On February 21st, one of the largest hacks to a centralized #exchange occurred, where #hackers nearly $1.4 billion dollars in ETH were stolen from one of the platform's wallets, but how did this happen and what are the hackers doing with this money? Let's explore.
On Friday, February 21, #blockchain researcher "Zach XBT" reported on his main networks that there were some very suspicious money outflows from the By...bit Exchange.

Later, the CEO of the centralized exchange, Ben Zhou, indicated in an official announcement that one of the Exchange’s cold wallets was carrying out routine transactions, and in one of those movements the hackers managed to gain access to the platform’s user interface (through a previous phishing attack), which allowed them to replace the multi-signature wallet implementation contract with a malicious version. This is how the attackers obtained the necessary permissions to start processing unauthorized fund transfers.

As a result, hackers gained control of the hardware wallet and were able to steal nearly $1.4 billion in assets.
This incident is now considered one of the biggest cryptocurrency thefts of all time.

It is now known that the hackers behind this theft are the North Korean Lazarus Group.

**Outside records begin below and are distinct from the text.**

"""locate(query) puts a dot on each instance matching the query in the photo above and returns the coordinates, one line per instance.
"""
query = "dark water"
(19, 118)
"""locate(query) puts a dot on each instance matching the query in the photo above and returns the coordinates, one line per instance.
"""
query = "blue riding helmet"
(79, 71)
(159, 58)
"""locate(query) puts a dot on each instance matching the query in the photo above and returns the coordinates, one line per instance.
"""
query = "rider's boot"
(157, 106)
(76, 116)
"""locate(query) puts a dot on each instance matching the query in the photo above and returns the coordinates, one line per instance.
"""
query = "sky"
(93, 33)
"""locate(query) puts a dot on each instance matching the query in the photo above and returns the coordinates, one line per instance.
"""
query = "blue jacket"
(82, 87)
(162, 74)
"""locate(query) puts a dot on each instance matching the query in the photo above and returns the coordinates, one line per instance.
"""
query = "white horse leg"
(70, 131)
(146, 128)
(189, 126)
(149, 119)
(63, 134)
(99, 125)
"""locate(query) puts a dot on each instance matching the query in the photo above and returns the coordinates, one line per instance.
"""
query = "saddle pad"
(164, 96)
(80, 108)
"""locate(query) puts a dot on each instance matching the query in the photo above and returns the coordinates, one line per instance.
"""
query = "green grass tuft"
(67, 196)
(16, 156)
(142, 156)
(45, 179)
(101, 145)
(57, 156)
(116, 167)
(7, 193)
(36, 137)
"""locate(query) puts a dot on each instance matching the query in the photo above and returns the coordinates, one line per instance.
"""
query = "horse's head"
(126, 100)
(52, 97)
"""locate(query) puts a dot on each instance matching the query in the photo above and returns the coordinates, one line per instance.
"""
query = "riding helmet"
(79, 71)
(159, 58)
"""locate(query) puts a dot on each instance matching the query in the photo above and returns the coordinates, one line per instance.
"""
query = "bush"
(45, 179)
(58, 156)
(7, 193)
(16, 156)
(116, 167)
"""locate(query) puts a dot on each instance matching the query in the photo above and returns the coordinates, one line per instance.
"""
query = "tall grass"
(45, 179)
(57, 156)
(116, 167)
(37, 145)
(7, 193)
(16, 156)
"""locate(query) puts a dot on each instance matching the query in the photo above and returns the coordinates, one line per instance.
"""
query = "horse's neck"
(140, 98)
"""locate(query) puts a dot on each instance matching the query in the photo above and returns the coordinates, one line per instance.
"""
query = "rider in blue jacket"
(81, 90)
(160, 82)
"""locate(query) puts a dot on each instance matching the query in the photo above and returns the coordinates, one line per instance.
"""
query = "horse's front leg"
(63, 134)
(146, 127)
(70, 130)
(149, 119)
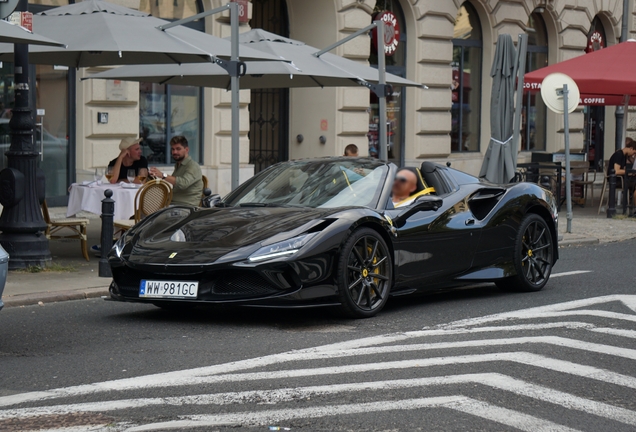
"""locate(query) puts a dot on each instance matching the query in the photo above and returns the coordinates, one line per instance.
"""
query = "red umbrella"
(604, 77)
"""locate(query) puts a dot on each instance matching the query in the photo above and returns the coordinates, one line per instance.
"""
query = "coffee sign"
(391, 32)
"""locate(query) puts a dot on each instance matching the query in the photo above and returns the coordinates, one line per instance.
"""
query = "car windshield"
(319, 183)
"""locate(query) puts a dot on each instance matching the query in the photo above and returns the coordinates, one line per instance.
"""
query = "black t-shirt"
(123, 172)
(617, 158)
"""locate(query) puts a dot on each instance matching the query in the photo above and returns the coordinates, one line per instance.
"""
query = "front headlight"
(281, 249)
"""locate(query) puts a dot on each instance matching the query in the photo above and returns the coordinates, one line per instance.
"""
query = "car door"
(435, 245)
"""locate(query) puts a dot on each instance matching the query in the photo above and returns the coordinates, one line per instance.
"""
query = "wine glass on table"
(143, 175)
(109, 173)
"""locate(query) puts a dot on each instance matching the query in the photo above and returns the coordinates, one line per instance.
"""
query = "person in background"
(129, 158)
(619, 162)
(351, 150)
(186, 178)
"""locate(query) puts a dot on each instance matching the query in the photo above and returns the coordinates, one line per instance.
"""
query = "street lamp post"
(21, 221)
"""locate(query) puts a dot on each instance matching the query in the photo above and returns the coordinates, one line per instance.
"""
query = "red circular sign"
(391, 32)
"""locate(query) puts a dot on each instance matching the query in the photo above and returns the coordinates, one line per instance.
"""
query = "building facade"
(446, 44)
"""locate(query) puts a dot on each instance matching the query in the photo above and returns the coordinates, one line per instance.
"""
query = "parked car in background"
(4, 269)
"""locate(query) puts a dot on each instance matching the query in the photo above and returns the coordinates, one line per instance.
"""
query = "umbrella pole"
(382, 132)
(568, 175)
(235, 87)
(522, 47)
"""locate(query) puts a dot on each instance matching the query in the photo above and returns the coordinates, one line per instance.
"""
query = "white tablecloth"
(89, 198)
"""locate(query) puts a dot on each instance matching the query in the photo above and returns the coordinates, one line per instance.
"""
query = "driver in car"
(405, 188)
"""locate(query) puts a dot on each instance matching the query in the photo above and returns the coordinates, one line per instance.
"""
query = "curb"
(585, 241)
(53, 297)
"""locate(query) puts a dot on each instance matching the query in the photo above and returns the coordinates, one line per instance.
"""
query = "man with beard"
(186, 178)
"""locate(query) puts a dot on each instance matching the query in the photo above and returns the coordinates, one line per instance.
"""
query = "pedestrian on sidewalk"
(619, 162)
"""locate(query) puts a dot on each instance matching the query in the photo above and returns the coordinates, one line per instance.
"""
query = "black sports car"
(324, 232)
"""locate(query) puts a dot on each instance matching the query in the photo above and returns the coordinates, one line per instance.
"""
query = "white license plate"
(168, 289)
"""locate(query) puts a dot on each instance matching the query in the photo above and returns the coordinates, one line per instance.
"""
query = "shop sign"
(243, 10)
(116, 90)
(391, 32)
(595, 42)
(23, 19)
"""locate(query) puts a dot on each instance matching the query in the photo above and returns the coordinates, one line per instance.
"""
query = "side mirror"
(423, 203)
(211, 200)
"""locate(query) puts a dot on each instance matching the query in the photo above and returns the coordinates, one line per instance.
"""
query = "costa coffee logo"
(391, 32)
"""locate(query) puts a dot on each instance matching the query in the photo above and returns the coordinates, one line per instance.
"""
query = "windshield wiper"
(260, 205)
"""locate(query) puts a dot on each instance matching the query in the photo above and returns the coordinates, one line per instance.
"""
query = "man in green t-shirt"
(186, 178)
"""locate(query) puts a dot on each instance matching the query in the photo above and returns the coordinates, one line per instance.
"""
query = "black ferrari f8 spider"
(324, 232)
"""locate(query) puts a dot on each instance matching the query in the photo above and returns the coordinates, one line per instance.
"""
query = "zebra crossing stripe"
(490, 412)
(525, 358)
(173, 379)
(493, 380)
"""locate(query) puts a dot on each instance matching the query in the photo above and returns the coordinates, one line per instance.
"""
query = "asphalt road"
(470, 359)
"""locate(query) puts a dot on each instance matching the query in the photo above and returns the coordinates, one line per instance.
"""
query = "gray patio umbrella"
(11, 33)
(99, 33)
(499, 161)
(304, 70)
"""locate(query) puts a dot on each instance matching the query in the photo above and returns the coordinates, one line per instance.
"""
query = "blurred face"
(134, 151)
(404, 184)
(179, 152)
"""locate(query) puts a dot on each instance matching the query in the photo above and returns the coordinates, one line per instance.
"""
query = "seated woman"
(407, 186)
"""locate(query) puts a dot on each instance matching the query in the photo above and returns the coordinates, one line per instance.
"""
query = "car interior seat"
(433, 178)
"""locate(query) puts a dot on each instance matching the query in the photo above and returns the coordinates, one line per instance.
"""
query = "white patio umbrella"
(303, 70)
(99, 33)
(12, 33)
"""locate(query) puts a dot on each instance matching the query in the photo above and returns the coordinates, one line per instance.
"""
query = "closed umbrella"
(303, 69)
(99, 33)
(499, 161)
(11, 33)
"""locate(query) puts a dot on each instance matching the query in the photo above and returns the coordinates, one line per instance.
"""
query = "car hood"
(203, 236)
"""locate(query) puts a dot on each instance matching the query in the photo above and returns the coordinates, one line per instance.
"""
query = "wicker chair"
(151, 197)
(76, 226)
(584, 178)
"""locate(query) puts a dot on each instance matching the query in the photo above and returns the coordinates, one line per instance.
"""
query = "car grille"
(226, 285)
(245, 284)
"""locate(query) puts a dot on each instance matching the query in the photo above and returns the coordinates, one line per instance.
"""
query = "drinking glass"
(143, 175)
(109, 173)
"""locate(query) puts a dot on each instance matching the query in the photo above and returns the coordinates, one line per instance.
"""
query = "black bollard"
(108, 216)
(611, 199)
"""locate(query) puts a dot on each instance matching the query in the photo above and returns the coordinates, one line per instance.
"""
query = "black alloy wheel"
(534, 255)
(364, 274)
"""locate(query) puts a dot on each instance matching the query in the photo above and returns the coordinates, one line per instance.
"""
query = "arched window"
(395, 64)
(166, 110)
(269, 108)
(467, 58)
(533, 114)
(595, 115)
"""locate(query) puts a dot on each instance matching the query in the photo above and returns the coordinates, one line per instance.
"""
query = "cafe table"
(88, 197)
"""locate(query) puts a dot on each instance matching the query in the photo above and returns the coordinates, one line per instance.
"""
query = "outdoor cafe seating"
(151, 197)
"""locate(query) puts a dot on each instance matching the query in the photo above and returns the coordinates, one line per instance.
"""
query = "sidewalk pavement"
(79, 278)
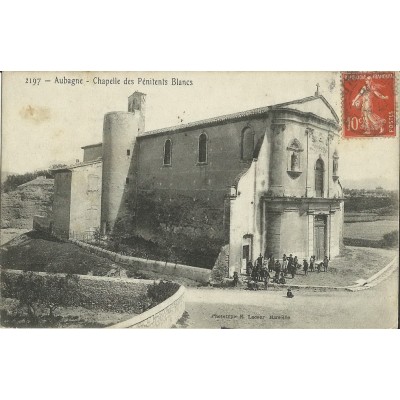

Who are the Lazarus Group?
The Lazarus Group is a collective of sophisticated hackers from North Korea, who work very carefully until they achieve their goal. In addition, they are nothing new in the #cripto ecosystem since in the past they were responsible for other thefts to various platforms. Thus we have the Lazarus group behind the hack of:
- Axie Infinity $625 million dollars
- Harmony Bridge $100 million dollars
- Atomic Wallet $100 million dollars
- Stake $41 million dollars
- Alphapo hot wallet $60 million dollars
- Wazirx $230 million
Now after the theft of ETH from the centralized Exchange, this group of hackers is considered one of the largest ETH holders, since they own around 0.42% of ETH.
Once the funds were stolen, the next step for this group of hackers was to move and clean the money, trying to erase any trace. This tactic has already been applied by hackers in the past through cryptocurrency mixers, the use of Defi platforms without KYC, among other options.

What did the centralized exchange do after the hack?
Following the incident, the exchange's CEO, Ben Zhou, came out to calm the waters, explaining the procedure to be able to return the stolen ETH and prevent false rumors from spreading. Transactions on the centralized exchange were not frozen or stopped, making its users feel more at ease if they wanted to withdraw.
In addition, in order to return those ETH stolen from its customers, the Exchange had to replenish them somehow. That is why the platform started receiving loans from other centralized Exchanges and/or whales, as well as buying ETH (OTC) to have what it needed. It is finally known that it has already paid off its loans without interest.

It remains to be investigated and reports from security companies are awaited to find out how the centralized Exchange's wallets could have been breached, as well as the intervention of regulators to find out if the clients' funds are completely safe on the platform. In addition, there is also the need to follow the trail of the stolen funds, in order to freeze them or fully identify them so that they cannot be moved. In the crypto market you never get bored. Be safe.